Combining Prediction of Protein Aggregation Propensities with Prediction of Other One-Dimensional Properties

Abstract

Protein and peptide aggregation leads to the development of several debilitative disorders, such as Alzheimer's and Parkinson's diseases or pregnancy-related preeclampsia disorder. Misfolded proteins can aggregate forming amyloids that lead to the formation of fibrils and then plaques that disrupt the normal functioning of cells. Because of this the development of accurate methods to predict the aggregation of proteins and peptides is of the utmost importance. There are several known methods for prediction of aggregation propensity of a protein from its sequence, such as AGGRESCAN, FoldAmyloid, FISH, AMYLPRED, and others. Recently we used GOR method originally developed for prediction of protein secondary structure from sequence to predict protein aggregation propensities. We have shown in the past that accurate prediction of protein secondary structure and other one-dimensional structure features is essential for accurate sequence alignment, three-dimensional structure modeling, and function prediction.
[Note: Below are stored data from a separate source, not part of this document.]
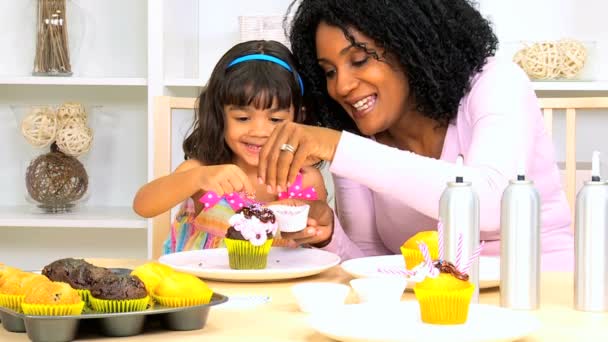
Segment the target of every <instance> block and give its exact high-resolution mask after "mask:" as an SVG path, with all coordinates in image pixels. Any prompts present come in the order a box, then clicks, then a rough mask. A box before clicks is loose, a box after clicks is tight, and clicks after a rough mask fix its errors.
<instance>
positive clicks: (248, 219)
mask: <svg viewBox="0 0 608 342" xmlns="http://www.w3.org/2000/svg"><path fill="white" fill-rule="evenodd" d="M236 214H237V215H238V214H241V215H242V216H244V218H245V219H247V220H250V219H251V218H252V217H256V218H257V219H258V220H260V222H262V223H268V222H270V223H275V222H276V217H275V216H274V213H273V212H272V210H270V209H268V208H265V207H262V206H259V205H250V206H247V207H243V208H241V209H239V210H238V211H236ZM273 235H274V231H266V239H271V238H272V237H273ZM226 237H227V238H229V239H235V240H249V239H247V238H246V237H244V236H243V234H242V233H241V232H240V231H238V230H236V229H235V228H234V226H230V227H228V230H227V231H226ZM258 239H259V237H258Z"/></svg>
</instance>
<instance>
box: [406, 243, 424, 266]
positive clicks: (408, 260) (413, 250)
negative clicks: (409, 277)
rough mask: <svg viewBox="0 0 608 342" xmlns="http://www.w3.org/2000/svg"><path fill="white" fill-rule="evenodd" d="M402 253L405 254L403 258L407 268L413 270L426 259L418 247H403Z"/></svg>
mask: <svg viewBox="0 0 608 342" xmlns="http://www.w3.org/2000/svg"><path fill="white" fill-rule="evenodd" d="M401 255H403V260H404V261H405V268H406V269H408V270H411V269H412V268H414V267H416V266H418V265H419V264H420V263H421V262H423V261H424V258H423V257H422V253H420V251H419V250H418V249H411V248H404V247H401Z"/></svg>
In the present work we extend this approach by combining prediction of aggregation propensity with predictions of secondary structure, and other one-dimensional properties, such as intrinsically disordered regions, solvent accessible area, and dihedral angles by using a multistep neural-network algorithm. Our preliminary studies show that this method is highly promising and efficient alternative to other known aggregation predicting tools, and leads to improved accuracy of prediction of protein aggregation propensity from sequence.